Both Political Parties Talk About Post-Election Compromise


UPDATED: Thursday November 8, 2012 6:10 PM

The political landscape after the election looks a lot like it did before the election with a divided congress and no change in the White House.

It has people wondering if the parties will be able to come together.

“If you are the leader of a legislative group, you have to consider both sides of an issue,” said Jo Ann Davidson, former Ohio House Speaker.

Davidson said voters sent a message to lawmakers to debate the issues but prepare for compromise.

“You cannot solve problems when both sides come to the table and say ‘This is my position and I'm not giving an inch.’  Unfortunately, in today's world, too many people come in with that attitude,” said Davidson.

Davidson, along with senate minority leader Eric Kearney and Ohio Secretary of State Jon Husted, spoke about the election results at a post-election conference in Columbus.

“I got a lot of questions from the national media about whether Ohio would be the next Florida.  Well, Florida is the next Florida.  Things ran great here in Ohio,” said Jon Husted, Secretary of State.
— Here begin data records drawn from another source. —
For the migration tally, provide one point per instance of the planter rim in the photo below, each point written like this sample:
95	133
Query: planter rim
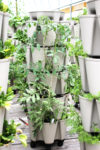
51	123
5	60
47	12
84	98
90	16
92	59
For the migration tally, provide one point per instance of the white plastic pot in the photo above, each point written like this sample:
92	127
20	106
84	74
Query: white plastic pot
86	108
38	55
51	81
4	71
93	75
91	6
83	74
53	15
6	147
2	114
90	34
49	132
1	19
5	26
49	41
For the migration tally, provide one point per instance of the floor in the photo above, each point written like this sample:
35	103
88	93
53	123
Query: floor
71	142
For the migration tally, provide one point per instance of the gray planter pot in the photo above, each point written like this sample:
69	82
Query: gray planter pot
50	39
91	6
90	34
51	81
5	26
93	75
2	114
83	74
49	132
1	20
86	108
89	114
6	147
38	55
4	71
53	15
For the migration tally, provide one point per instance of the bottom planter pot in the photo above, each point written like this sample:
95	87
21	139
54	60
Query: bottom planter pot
2	114
49	132
59	130
89	114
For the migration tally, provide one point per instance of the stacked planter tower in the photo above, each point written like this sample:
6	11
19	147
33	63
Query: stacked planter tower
90	70
57	85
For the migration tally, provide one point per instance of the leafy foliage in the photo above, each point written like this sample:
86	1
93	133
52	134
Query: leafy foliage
10	133
6	98
7	49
For Republican Husted, there have been compliments, and criticisms, aimed at his handling of the election.

“In terms of execution I think the secretary of state did a good job.  I think in terms of clarity, there's a lot of work to be done on the front end,” said Democrat Eric Kearney.

Kearney said the first test for bipartisanship will be soon as state lawmakers prepare for a lame-duck session.

Ohio activists are also looking for more cooperation.

“Many in the non-profit communities, we feel the same way.  Ohioans don't wake up and ask ‘Do we live in a red or blue state?’  They could care less,” said Jack Shaner, executive director of the Ohio Environmental Council.

It's a message Husted believes was heard by both parties.

“It's still about what the folks in the center want to see from their government that decides elections.  It's not the political left or political right,” said Husted.

The Impact Ohio conference is co-sponsored by the Ohio Republican Party and the Ohio Democratic Party, as well as other statewide organizations.